Claro está que en la habitación no hay asiento para tanta gente, así que los más ancianos se sentaban en parcas sillas de plástico y los demás en el suelo o en el borde de las camas, incluyendo la mía, claro. Lo mismo con los bolsos y los móviles y los vasos con agua y medicinas: donde sea que hubiera un hueco era un buen sitio; yo por accidente creo que me tomé la medicina de alguien, pero por suerte no me pasó nada. Para contribuir al ambiente festivo, la tele. Todo el rato puesta. El primer día vimos un partido de cricket, y pensé que era buena idea eso de la tele; pero luego la audiencia pareció decantarse por las telenovelas, y os digo: las telenovelas indias son MUY malas. Los personajes van todos emperifollados y parecen comunicárselo todo mediante miradas sobreactuadas que, por si la intención no quedaba clara, queda reforzada con zooms extremos, música orquestal, cámara lenta y efectos cutres. Todo lo que diga es poco. Una tarde, ambos hombres y sus parientes se fueron a que les hicieran pruebas y me quedé momentáneamente solo. Vi el cielo abierto: cogí el mando de la tele y cambié a un canal en el que ponían un documental en inglés sobre medusas gigantes. Música para mis oídos. Luego llegó la peña, y al principio nadie dijo nada. Fui yo el que tímidamente les señalé el mando (como si el canal se hubiera cambiado él solo). Inmediatamente me torturaron de nuevo con la novela y luego dejaron un canal con las barras de ajuste permanentes, como si aquello fuera más interesante que las medusas. Fue esa misma noche, durante la cena, que nos quedamos solos en la habitación el del bypass y yo. Y al señor que ni siquiera podía soplar una bola por un tubo no se le ocurrió mejor momento para darse un paseíllo, cosa que me puso muy nervioso y tuve que levantarme para ayudarle a llegar al pasillo sin caerse.
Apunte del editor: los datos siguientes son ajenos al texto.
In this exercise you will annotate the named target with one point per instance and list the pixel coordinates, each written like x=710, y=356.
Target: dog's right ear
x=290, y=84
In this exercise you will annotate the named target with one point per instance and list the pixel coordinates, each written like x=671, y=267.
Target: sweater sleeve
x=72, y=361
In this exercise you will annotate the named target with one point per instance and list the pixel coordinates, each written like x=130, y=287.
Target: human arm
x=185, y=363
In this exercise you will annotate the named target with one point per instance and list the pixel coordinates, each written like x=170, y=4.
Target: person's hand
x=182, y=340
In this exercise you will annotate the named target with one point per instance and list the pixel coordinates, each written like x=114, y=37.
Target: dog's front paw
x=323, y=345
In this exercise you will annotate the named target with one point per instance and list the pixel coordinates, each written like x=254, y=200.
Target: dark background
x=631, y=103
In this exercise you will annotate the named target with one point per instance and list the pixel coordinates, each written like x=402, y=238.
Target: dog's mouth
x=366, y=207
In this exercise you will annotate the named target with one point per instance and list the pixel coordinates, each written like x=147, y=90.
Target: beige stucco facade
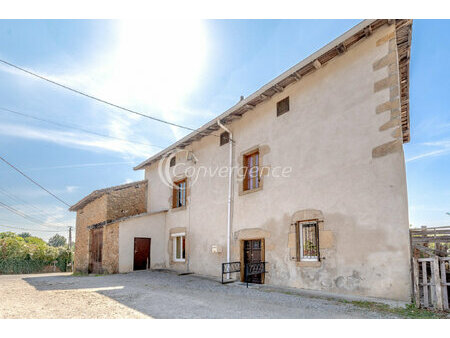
x=342, y=140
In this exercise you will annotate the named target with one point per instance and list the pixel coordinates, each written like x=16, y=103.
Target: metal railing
x=231, y=267
x=252, y=269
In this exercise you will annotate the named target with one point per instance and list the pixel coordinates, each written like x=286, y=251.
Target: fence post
x=444, y=285
x=416, y=282
x=425, y=284
x=437, y=282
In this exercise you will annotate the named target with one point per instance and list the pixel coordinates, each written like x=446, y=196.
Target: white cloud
x=77, y=140
x=71, y=188
x=444, y=146
x=152, y=67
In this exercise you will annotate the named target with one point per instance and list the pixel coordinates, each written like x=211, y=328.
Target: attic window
x=173, y=161
x=224, y=138
x=283, y=106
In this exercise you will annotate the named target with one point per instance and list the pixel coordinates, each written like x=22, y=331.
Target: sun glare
x=160, y=61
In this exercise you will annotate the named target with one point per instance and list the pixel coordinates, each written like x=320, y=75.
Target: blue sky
x=186, y=72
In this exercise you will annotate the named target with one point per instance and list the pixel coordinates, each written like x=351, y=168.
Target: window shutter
x=283, y=106
x=246, y=173
x=224, y=138
x=297, y=240
x=174, y=195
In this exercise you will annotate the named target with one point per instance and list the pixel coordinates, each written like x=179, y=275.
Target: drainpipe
x=230, y=191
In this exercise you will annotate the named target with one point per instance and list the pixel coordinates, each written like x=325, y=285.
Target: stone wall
x=110, y=258
x=114, y=204
x=127, y=202
x=92, y=213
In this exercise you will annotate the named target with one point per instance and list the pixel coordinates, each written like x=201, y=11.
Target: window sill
x=178, y=208
x=245, y=192
x=309, y=264
x=178, y=262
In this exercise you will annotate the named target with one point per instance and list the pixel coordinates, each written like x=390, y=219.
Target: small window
x=179, y=247
x=173, y=161
x=179, y=194
x=308, y=241
x=224, y=138
x=251, y=175
x=283, y=106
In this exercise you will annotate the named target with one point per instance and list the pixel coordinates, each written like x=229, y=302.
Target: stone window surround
x=170, y=247
x=261, y=170
x=299, y=239
x=305, y=215
x=174, y=237
x=187, y=192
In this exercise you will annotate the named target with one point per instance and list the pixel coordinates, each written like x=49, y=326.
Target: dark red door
x=253, y=254
x=95, y=251
x=141, y=253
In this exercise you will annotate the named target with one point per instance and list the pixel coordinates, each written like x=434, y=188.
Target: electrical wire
x=7, y=226
x=15, y=198
x=77, y=128
x=93, y=97
x=22, y=214
x=33, y=181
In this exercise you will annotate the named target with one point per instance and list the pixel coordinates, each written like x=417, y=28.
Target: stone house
x=317, y=190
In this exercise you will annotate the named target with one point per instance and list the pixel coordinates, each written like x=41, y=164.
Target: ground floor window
x=179, y=247
x=308, y=241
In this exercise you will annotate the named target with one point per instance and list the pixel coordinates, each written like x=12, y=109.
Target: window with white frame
x=308, y=241
x=179, y=247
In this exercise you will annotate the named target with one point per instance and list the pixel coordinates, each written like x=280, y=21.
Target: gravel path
x=157, y=294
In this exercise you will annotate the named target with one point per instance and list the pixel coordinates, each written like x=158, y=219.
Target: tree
x=57, y=241
x=24, y=235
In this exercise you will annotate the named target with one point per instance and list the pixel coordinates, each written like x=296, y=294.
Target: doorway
x=253, y=252
x=141, y=253
x=95, y=251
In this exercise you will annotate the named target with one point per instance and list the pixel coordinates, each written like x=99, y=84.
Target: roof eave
x=246, y=104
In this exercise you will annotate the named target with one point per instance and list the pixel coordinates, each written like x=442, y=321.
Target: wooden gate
x=141, y=253
x=431, y=282
x=95, y=251
x=431, y=271
x=254, y=253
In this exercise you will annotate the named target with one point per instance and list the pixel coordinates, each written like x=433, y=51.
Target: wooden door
x=141, y=253
x=95, y=251
x=253, y=253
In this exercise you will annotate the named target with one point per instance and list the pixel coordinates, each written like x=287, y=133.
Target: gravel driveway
x=157, y=294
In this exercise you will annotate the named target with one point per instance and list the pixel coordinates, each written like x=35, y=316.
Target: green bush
x=32, y=254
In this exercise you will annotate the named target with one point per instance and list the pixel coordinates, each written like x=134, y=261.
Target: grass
x=409, y=311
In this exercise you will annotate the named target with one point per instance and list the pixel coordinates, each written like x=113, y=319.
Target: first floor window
x=179, y=194
x=179, y=247
x=308, y=241
x=251, y=166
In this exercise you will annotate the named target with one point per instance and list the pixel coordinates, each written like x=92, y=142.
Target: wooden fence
x=431, y=271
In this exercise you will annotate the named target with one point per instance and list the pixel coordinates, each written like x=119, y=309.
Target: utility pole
x=70, y=238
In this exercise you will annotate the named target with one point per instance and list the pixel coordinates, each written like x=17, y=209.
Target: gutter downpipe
x=230, y=191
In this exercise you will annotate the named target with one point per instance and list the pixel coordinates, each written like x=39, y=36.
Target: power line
x=95, y=98
x=77, y=128
x=22, y=214
x=13, y=197
x=33, y=181
x=6, y=226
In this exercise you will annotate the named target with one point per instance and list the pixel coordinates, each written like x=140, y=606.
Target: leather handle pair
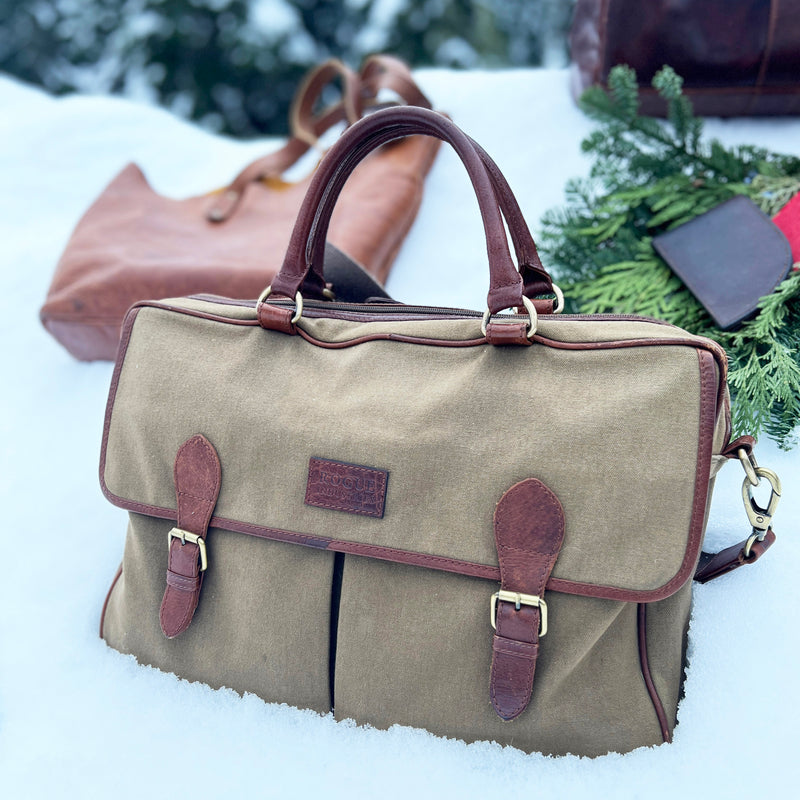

Dormir no era tan fácil porque, he ahí el talón de Aquiles del hospital, dejaban las luces encendidas. Pero bueno. También me desconcentraba que allí, tirados por el suelo, dormían muchos de los visitantes, y el festín de ronquidos era atronador. La segunda noche, el último suero del día me lo puso una enfermera muy muy negrita y guapita que creo que debería ser su primer día. Digo esto porque tuve que explicarle cómo abrir la llavecita en el tubo para dejar pasar el suero, y porque después de hacerme polvo la muñeca luchando para desenroscar una tapadera perteneciente al tubo, tuve que explicarle que se abría para el otro lado. Una vez que el suero empezó a gotear, se quedó mirando cómo caía gota a gota. Le dije que la avisaría cuando acabara y me dijo que no me preocupara. Y allí se quedó, viendo caer cada gota que entraba en mi sangre, y yo entre tanto cayendo plácidamente en el sueño; y entreabriendo de vez en cuando los ojillos a ver si la enfermera me estaba mirando pero no, ella sólo estaba atenta a la caída de las gotas.

Al señor de la parálisis le dieron el alta por la noche, y en su lugar vino por la mañana otro señor al que iban a operar de la rodilla, con su séquito de visitantes/preguntantes. Pero no nos dio mucho tiempo a congeniar porque a mi mismo me dieron el alta aquella tarde. Aunque debilucho y aún con la barriga rebelde, me encontraba ya mejor y con ganas de irme. La doctora Falguni se me despidió diciéndome que me parecía a Jesucristo, y la jefa de enfermeras que dios me bendijera. Me despedí con tristeza del señor del bypass y su esposa, y sentí gran alivio cuando por fin me sacaron la aguja de la muñeca. Me quité el pijama de hospital y me puse la misma ropa maloliente y sucia que llevaba tres días antes en el rickshaw; al poco vino mi amiga, firmamos unos cuantos papeles, y me llevó en moto a casa.